長年高校教師をした後、中国の大学で日本語を教え、3年間過ごして帰国しました。今は引退して年金生活です。個人的な意見を書いています。

AIIB をめぐる内外の動き

 今日はまたAIIB(アジアインフラ投資銀行)について書きます。実は今日久しぶりに本屋さんに行くとニューズウィーク誌(日本語版)がありました。

 ニューズウィーク誌は大きくAIIB について取り上げていました。論調は日本政府の立場とほぼ同じです。
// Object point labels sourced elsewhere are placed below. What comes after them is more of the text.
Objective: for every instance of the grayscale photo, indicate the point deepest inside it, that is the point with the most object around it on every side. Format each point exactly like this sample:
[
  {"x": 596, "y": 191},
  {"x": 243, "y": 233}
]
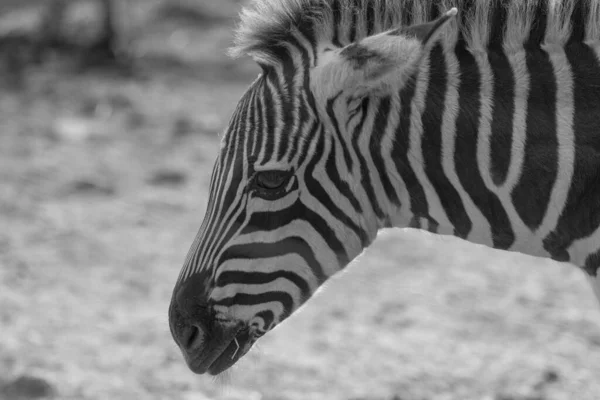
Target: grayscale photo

ただイギリスに裏切らたと指摘していることが印象的でした。

 もちろんアメリカが早急にAIIB 参加をすべきとはしていません。ただアメリカ政府特にオバマ政権の外交的失敗だとしています。日本以外の同盟国がほとんど皆AIIB に参加したのですから当然です。
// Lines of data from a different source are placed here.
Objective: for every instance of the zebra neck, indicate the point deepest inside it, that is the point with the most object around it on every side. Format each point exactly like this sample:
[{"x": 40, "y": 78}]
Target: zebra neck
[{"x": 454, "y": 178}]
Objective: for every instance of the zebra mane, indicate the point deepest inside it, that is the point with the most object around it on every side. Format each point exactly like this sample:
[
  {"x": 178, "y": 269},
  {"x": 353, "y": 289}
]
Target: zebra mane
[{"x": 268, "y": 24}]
 日本のマスコミはAIIBの持つ意味の大きさについてほとんど触れていません。ブログなどを見るとAIIBなど無視すべきだという論調です。

 ただ注目すべきは保守派新聞の雄である読売新聞がAIIBについて政府内部の論議について報道していることです。保守派の世論はAIIB など無視すべきだし、失敗するに違いないという論調です。

 ところが、今回の記事では懸念される点だけでなく、評価すべき点が並列されているのです。保守派の世論やブログの記事は皆懸念される点だけを取り上げています。
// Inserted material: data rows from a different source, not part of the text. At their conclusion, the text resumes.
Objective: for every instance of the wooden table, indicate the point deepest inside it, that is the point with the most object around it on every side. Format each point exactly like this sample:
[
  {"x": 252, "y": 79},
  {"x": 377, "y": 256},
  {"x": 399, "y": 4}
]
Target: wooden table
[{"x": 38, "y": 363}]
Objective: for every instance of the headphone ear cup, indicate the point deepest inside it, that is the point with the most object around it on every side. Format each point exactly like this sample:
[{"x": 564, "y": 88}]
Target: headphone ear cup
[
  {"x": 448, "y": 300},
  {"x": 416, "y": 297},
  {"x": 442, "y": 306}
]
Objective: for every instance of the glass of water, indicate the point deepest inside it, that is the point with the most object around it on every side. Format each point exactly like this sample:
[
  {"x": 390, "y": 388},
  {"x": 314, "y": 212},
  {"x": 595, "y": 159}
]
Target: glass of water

 しかし、読売新聞の記事で初めて評価すべき点が登場したのです。読売新聞はしばしば政府の意向を先取りして報じます。先の解散総選挙も読売新聞がアドバルーンを上げました。

 今主要国でAIIBに加わっていないのは日米だけです。アメリカは政府高官を中国に派遣して、AIIBを否定はしないが今ある機関と歩調を取るよう要請しました。

 一方日本は全くAIIBについては無視しています。ところで国際金融機関のうち世界銀行で動きがありました。昨日の朝日新聞の記事では世界銀行が「AIIB協力へ協議継続」としています。「協力の具体策を協議したい。」とはしていますが、「具体策の明言は避けている」としています。

 ところが昨日の時事通信の記事では世銀グル^プのMIGA(多国間投資保証機関)つまり世銀から借りたお金の保証をする機関が協力を前向きに考えたいとしています。

 この機関は世銀融資の保険のような働きをしているようです。極め付けは英フィネンシャルタイムズの記事です。日本の保守派やネット右翼の方はこの新聞が大嫌いなようです。

 昨日の記事に「AIIB創設の幸運を信じられない中国ーソフトパワーへの方向転換が奏功 米国の同盟国からも支持獲得」とタイトルされたものがありました。

 日本の保守派やネット右翼の人が聞いたら激怒するような内容です。確かに中国が予想した以上に多くの国が参加したようです。

 世界の力の構造が大きく変化していることを感じます。日本だけが、その変化に鈍感なようです。AIIBに参加しないアメリカでさえニューズウィーク誌のように大きく取り上げているのです。

 安倍政権の札束バラマキ外交は何だったのかという気持ちになります。AIIBに参加するのは20ケ国それも弱小国だけだという情報を上げた外務省や財務省(国際金融関係部署)の敗北と言えるでしょう。

 これではとても日本独自の情報機関設立など夢のまた夢です。今日は某電機株だけが年初来高値をつけました。